Liz Behmoaras, Suat Derviş’in romanlarında sıklıkla, maskeleyerek de olsa, kendisini ve çevresini anlattığını, eserlerinde işlediği birçok çatışmanın da aslında kendi iç dünyasından kaynaklandığını belirtiyor. Behmoaras, Derviş’in romanlarına bu perspektiften bakıldığında söz konusu tüm bu eserlerin “basitleştirilmiş birer psiko-analiz metni” olarak görülebileceğini de ifade ediyor. “Her ne kadar eserleri belirli dönemlerde bir ideoloji taşıyıcısı olarak görülseler de bu söz konusu hesaplaşmalar ancak yazdığı son eser ile nihayete erer.” İlk romanı Kara Kitap‘tan itibaren kişisel yaşantısına ait çeşitli olay ve kişileri eserlerinde işleyen Derviş, kimi zaman çocukluğuna ait mutlu anları, kimi zaman ise yaşantısının trajik yönlerini kitaplarında kendisine konu edinir.
Dinlemek için:
Liz Behmoaras, İstanbul doğumlu, çevirmen, gazeteci ve yazardır.Yazı dünyasına önce gazetecilikle adım attı, Nokta ve Aktüel dergilerinde, Yeni Yüzyıl ve Cumhuriyet gazetelerinde, ayrıca yurt dışında Libération gazetesiyle yıllarca çalıştı. AFA Yayınları’nda danışmanlık ve çevirmenlik yaparak pek çok çeviriye imza attı. Ardından biyografik çalışmalara yöneldi. En nihayetinde de roman yazdı. Başlıca eserleri arasında, “Türkiye’de Aydınların Gözüyle Yahudiler”, “Yüzyıl Sonu Tanıklıkları” röportaj derlemeleri, “Kimsin Jak Samanon?” “Mazhar Osman Kapalı Kutudaki fırtına”, “Suat Derviş Efsane bir kadın ve dönemi”, “Bir Kimlik Arayışının Hikâyesi” biyografileri, “Sevmenin Zamanı”, “Sen Bir Başka Gittin”, “Alman Subayın Evi” ve “Lale Pudding Shop” başlıklı romanları sayabiliriz.

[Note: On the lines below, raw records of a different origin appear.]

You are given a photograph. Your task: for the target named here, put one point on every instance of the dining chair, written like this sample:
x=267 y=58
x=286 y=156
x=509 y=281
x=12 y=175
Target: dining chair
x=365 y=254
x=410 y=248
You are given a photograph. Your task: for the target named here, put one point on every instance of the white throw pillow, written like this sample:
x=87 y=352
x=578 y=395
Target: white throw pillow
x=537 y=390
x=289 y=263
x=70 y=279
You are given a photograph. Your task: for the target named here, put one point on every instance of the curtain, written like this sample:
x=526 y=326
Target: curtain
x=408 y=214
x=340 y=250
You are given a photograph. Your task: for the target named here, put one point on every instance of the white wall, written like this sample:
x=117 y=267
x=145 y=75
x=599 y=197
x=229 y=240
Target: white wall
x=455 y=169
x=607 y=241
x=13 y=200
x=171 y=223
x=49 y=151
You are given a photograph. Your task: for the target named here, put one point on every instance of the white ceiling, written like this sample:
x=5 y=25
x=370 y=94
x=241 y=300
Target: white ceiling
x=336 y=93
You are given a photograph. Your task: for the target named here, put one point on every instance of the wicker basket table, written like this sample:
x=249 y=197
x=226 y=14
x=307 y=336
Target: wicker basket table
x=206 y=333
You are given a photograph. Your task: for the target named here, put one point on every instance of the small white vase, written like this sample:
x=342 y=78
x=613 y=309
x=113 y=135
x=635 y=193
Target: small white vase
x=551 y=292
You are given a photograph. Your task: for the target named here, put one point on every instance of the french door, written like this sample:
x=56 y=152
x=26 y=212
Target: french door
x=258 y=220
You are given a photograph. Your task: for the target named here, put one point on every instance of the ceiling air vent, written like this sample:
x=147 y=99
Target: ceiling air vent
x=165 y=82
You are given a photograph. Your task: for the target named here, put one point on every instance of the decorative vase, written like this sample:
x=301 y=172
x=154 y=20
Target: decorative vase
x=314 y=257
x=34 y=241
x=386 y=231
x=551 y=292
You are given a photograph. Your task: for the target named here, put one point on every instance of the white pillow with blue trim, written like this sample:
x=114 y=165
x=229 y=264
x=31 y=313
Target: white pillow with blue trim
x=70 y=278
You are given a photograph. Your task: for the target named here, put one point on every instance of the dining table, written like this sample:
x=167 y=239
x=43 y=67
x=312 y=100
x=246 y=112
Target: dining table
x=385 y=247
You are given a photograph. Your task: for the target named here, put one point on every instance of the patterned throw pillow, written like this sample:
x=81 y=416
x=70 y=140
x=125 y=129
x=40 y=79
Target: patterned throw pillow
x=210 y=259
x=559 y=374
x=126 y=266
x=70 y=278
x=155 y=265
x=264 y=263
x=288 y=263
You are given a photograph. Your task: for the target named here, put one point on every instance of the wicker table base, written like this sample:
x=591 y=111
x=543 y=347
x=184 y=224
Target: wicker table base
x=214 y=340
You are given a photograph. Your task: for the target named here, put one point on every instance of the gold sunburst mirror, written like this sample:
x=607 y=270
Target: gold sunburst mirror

Eserleri, Bulgarca, Rusça, Yunanca ve Arapça ’ya çevrildi. Son iki romanı İngilizce ve Fransızca ’ya çeviri aşamasında. Yazarın seçtiği biyografi kahramanları genellikle Osmanlı’dan Cumhuriyet’e geçiş döneminde yaşamış olan ve bu geçiş döneminin çelişkilerini yansıtan kişilerdir. Röportaj derlemeleri ve romanları ise kimlik sorunsallığını sorgulamayı amaçlar.